This work is licensed under the Creative Commons Attribution International License (CC BY).
http://creativecommons.org/licenses/by/4.0/

Abstract

This paper concentrates on the mathematical model for optimal control and cost-effectiveness analysis of tomato yellow leaf curl virus disease. The boundedness of the model has been analytically examined. The preferable optimal level of the intervention strategy to reduce the spreads and the cost of implementing control strategies were determined by introducing the time-dependent control. Pontryagin’s maximum principle was used to determine necessary conditions for the optimal control of the disease while numerical results obtained through forward-backward sweep method and fourth-order Runge-Kutta scheme using the forward solution of the state equations. The cost-effectiveness analysis results show that protective netting and removal of the infected plant is the most cost-effective strategy to combat the epidemic of tomato disease with limited resources. Therefore, TYLCV can be controlled if the farmers will effectively apply protective netting and remove the infected plants from the farm.

Keywords: Tomato yellow leaf curl virus, Optimal control, Cost-effectiveness

Cite this paper: Alfred Hugo, Eva Mwaseba Lusekelo, Raymond Kitengeso, Optimal Control and Cost Effectiveness Analysis of Tomato Yellow Leaf Curl Virus Disease Epidemic Model, Applied Mathematics, Vol. 9 No. 3, 2019, pp. 82-88. doi: 10.5923/j.am.20190903.02.

1. Introduction

Production of tomato in many parts of the world has faced a major constraint due to Tomato yellow leaf curl virus (TYLCV) [1]. The virus belongs to the genus Begomovirus of the family Geminiviridae. The virus was first identified in Israel around 1930. However, since 1935 it has been a permanent pest, mainly in the Jordan Valley. The virus has affected more than 30 countries that grow tomatoes and is commonly found in tropical and subtropical regions [2]. TYLCV has been found in different areas worldwide, such as the Mediterranean, Japan, China, and many other countries [3]. TYLCV can also affect tobacco, pumpkin, cassava, cotton, and other economically important crops [4]. Most of the developing countries are affected by TYLCV due to climatic change and the high costs of treatments used in order to control the disease [5]. Examples of African countries that are affected by TYLCV disease are Egypt, Sudan, Tunisia, Burkina Faso, Nigeria, Senegal, Cape Verde Islands, Mali, Ivory Coast, Gambia, Mauritania and Tanzania [6]. In Tanzania, an initial survey was conducted in 1993/1994. Since then one new distinct tomato Gemini virus has been identified [3]. TYLCV is transmitted by the insect vector Bemisiatabaci, commonly known as Silver leaf whiteflies (Bemisiatabaci) [7]. The virus is efficiently transmitted during the adult stage of the whiteflies. Generally, female whiteflies transmit the virus more effective than the males.
The whitefly can acquire the virus when it feeds by sucking plant juices from the underside of leaves of infected plants for 15 to 30 minutes. After 21-24 hours of incubation within the insect it can transmit the virus to other tomato plants. A period of at least 15 minutes of feeding on the new tomato host is subsequently required for transmission of the virus. The whitefly retains the virus for up to 20 days after an acquisition period and thereafter loses the ability to transmit it to another plant [8]. Shorter acquisition feeding results in shorter virus-retention period. Vector transmission efficiency of TYLCV declines with time and most of the females fail to transmit the virus for more than 10 days after acquisition [9]. However, during that period, the vector is unable to compensate for its steadily decreasing viral-transmission capacity by reacquiring the virus from the infected source. The symptoms develop on young plants after 10 to 14 days; however, the disease can be easily recognized when tomato plants are infected at the seedling stage, especially when the infection occurs before the flowering stage. At this stage, tomatoes are severely affected by the disease. Whitefly populations decrease after heavy rains. This leads to reduction of the spread of TYLCV and during the night, they settle on the lower leaf surfaces.
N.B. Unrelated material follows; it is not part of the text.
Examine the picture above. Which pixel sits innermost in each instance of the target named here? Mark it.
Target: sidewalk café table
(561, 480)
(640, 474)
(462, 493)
During spring and summer, whitefly populations migrate, hence reduction in the spread of TYLCV. So, the growers need to monitor whitefly populations very closely and destroy whitefly weed hosts and crop residues. Disease incidence increases rapidly and can reach to 100% infection at a harvest [10].
The mainly intensive treatment of TYLCV is by using insecticide control [11], hybrid seeds, crop rotation, growing tomatoes under greenhouse conditions and resistant crop varieties. This means that tomato crops should not be located near plants that attract whiteflies, such as eggplants, beans, pumpkins and other flowering weeds [12].
Sabuka et al [23] developed an epidemiological model in which vectors make only a transitory visit to the crop and do not reproduce. They also estimated parameters for the case of tomato leaf curl virus disease (TLCVD) (Geminiviridae, Subgroup III) in India. Their results showed that the use of protective netting combined with the growth of resistant varieties has the potential to reduce both B. Tabaci immigration to the crop and to reduce virus inoculation by those insects which do reach the crop [13]. Also, introduced a mathematical model that simulates the complex dynamic interaction between Begomovirus genetics, their adaptability to certain plants, and the availability of those plants to the virus under different cropping patterns. Their results indicate that developing more diverse and less concentrated cropping patterns, both in crop land extent and in time seems to be the only simple recourse. It has been recognized that it is important to choose the optimal level of prevention and detection effort for management of diseases [14]. In addition, according to Epanchin-Niell [15], it is also important to use optimal control of established invasive species. This review focuses on economically optimal control methods [16,18] simulation methods [15] with biological invasion spread theory to manage the spread of TYLCV. Jeger et al [17] worked on epidemiological model with its parameters estimation for tomato leaf curl virus disease in India while Maruthi [20] compared the control strategies for controlling the disease.

2. Material and Methods

This study modifies the work by Jeger et al [18] by incorporating the time dependent control to the tomato plants and vector populations in analysing the cost effectiveness of control strategies. The formulated dynamics include tomato plants and vector that spread the disease in tomato. The tomato plant is divided into the following sub epidemiological classes: Healthy tomato , latently class (L), and infectious tomato plant (X). Healthy tomato plants are added at rate . All classes were assumed to be removed at a constant rate in accordance with the period of the crop cycle. Healthy tomato plants became latently infected at rate a which also depends on the availability of healthy vectors and the abundance of infective vectors Y. Latently infected plants L pass to the infectious class at a rate b which is inversely proportional to the mean latent period. The acquisition parameter determines the rate at which non-infective vectors became infective depending on the availability of non-infective vectors and the abundance of infectious hosts Y. A constant rate of immigration was assumed to take place from these alternative hosts with infective vectors proportion and a non-infective vector proportion was assigned and respectively while is the mortality rate of vectors.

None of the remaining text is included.